First up was this superb accompaniment to cheese. Plumbrillo is a fruity take on the superb membrillo which is often served alongside Manchego cheese. It is essentially a fruit 'cheese'. A thick, almost jelly-like confection which slices neatly and goes well with lots of cheeses.
It is easy to make and looks very impressive with its gleaming plum-red colour. The only hard part is pushing the cooked plums through a metal sieve. Next time I think I'll invest in a mouli which would make this job much less time-consuming! Whilst this looks best set into small moulds and turned out onto the cheese board, I actually poured most of mine into sterilised jam jars. This way it will keep for up to 6 months and will make nice presents at Christmas time. If you can find small, ramekin-shaped jars, these would be perfect.
I found the recipe on the BBC Good Food website, a great favourite recipe source.
Plumbrillo
Enough to fill approx. 7 small jam jars
Ingredients:
2kg ripe black or red plums
1kg jam/preserving sugar
1. Wash the plums. Quarter and stone all fruit and place in a large preserving pan along with 500ml water.
2. Bring to boil and simmer for around 45 mins until the plums have completely cooked down and are pulpy and dark.
3. Now for the hard bit! Pour the plums into a large bowl. Rinse out the preserving pan and then push the plum mixture through a nylon sieve (or use a mouli) into the cleaned pan. Try to extract as much of the pulpy flesh as you possibly can.
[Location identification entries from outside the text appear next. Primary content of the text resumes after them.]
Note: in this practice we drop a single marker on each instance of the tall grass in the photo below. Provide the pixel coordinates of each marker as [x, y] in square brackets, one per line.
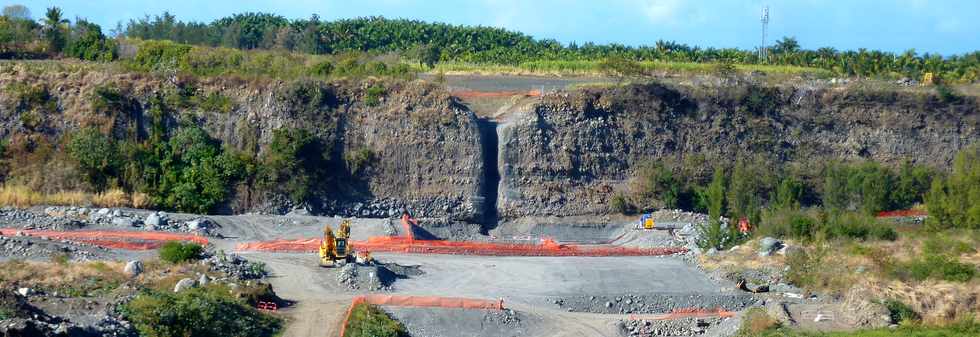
[22, 196]
[592, 68]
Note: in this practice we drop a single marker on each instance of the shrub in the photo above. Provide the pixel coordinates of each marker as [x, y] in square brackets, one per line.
[805, 266]
[206, 311]
[954, 202]
[176, 251]
[95, 154]
[656, 186]
[216, 102]
[295, 164]
[715, 234]
[901, 312]
[941, 267]
[619, 204]
[368, 321]
[359, 160]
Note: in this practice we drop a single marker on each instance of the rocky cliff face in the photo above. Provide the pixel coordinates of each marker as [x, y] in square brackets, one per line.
[565, 154]
[425, 146]
[569, 153]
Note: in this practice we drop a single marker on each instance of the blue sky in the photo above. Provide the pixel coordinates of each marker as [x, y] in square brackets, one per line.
[946, 27]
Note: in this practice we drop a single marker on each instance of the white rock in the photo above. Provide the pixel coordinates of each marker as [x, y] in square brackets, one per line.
[154, 220]
[133, 268]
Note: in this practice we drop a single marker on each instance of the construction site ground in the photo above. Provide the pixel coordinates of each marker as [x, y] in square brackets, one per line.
[542, 296]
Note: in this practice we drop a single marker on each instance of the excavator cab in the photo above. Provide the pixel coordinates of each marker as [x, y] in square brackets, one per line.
[333, 248]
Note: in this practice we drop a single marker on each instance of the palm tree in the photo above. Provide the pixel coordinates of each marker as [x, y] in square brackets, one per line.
[53, 29]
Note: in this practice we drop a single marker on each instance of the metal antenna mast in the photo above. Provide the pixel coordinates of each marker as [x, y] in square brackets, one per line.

4. Stir in the sugar and heat, stirring all the time until the sugar dissolves. Turn up the heat and bring to the boil. Bubble for approx 25 minutes until you have a thick puree. The mixture is ready when a wooden spoon leaves a trail along the bottom of the pan for a second before the puree floods the gap.
5. Pot into sterilised pots or jars and seal. Leave to set and cool before labelling. Keep in a cool dark place for up to 6 months.